Smartphones : cinq conseils sécurité du bon Dr IBM

Sécurité

iPhone, BlackBerry, et autres PDA : les RSSI commencent à s’angoisser

On le sait, les smartphones sont de plus en présents en entreprise avec des gains incontestables en termes de productivité et de souplesse. Mais depuis leur apparition, se pose la question de la sécurité : ces terminaux sont en effet régulièrement connectés au SI de l’entreprise.

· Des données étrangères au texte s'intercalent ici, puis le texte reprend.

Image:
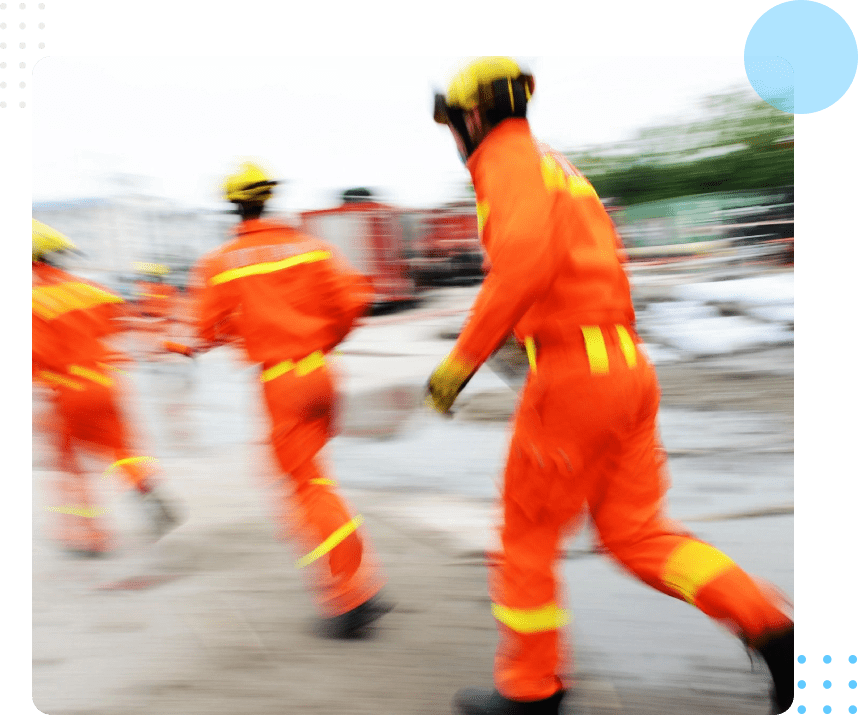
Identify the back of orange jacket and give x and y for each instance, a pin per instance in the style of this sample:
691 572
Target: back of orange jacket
553 252
282 293
71 318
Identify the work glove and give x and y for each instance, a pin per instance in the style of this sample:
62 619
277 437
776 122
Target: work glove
446 382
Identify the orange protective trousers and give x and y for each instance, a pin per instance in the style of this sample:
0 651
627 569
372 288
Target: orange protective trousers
289 299
340 565
88 418
585 437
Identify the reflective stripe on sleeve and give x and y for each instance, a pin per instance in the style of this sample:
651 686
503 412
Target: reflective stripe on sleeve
594 342
93 375
692 565
331 542
269 267
532 620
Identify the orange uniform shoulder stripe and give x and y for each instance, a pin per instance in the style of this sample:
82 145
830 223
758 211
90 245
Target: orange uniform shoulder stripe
269 267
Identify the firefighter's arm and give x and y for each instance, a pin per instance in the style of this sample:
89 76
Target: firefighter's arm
214 306
521 270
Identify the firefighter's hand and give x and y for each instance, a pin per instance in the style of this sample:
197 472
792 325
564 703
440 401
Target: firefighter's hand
445 384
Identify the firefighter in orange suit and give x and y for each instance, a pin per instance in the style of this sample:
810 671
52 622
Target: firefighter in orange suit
71 320
585 434
289 299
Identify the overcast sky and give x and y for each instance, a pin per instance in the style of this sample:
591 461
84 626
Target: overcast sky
323 124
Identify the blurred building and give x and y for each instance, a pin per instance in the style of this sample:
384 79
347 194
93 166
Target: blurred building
116 233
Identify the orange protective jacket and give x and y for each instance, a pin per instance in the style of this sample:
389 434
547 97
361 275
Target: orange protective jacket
554 257
71 319
282 293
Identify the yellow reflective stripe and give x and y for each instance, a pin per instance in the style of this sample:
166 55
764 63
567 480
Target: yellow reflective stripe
113 368
332 541
129 460
530 347
312 362
303 367
51 301
277 370
482 215
627 345
532 620
692 565
269 267
90 375
596 352
60 380
86 512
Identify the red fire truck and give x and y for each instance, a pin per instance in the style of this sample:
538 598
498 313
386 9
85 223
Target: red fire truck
369 235
444 244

Jusqu’à ce jour, les menaces de malwares sont assez peu nombreuses et aucun incident majeur de détournement de données professionnelles n’a été révélé. D’ailleurs, le vrai risque concerne la perte ou le vol de ces combinés. Pour autant, le récent épisode de la faille dans le gestionnaire des fichiers PDF dans le BlackBerry Entreprise Server, a ravivé les craintes. RIM, son fabricant, répète que cette vulnérabilité n’a pas été exploitée (de toute façon, aucune entreprise n’est prête à révéler ce genre d’incident…).

Pour autant, les éditeurs de sécurité se sont engouffrés dans la brèche. Et rivalisent de communiqués de presse alarmistes mettant en avant leurs solutions. La division ISS (Internet Security Systems) d’IBM n’échappe pas à la règle mais préfère jouer la carte du conseil.

Le spécialiste de la sécurité met en avant cinq pratiques. Mettre en place une politique de mots de passe renforcée. Les smartphones professionnels doivent être configurés de manière à ce que l’écran se verrouille après une courte période d’inactivité. Les mots de passe doivent être complexes et doivent être changés régulièrement, souligne ISS.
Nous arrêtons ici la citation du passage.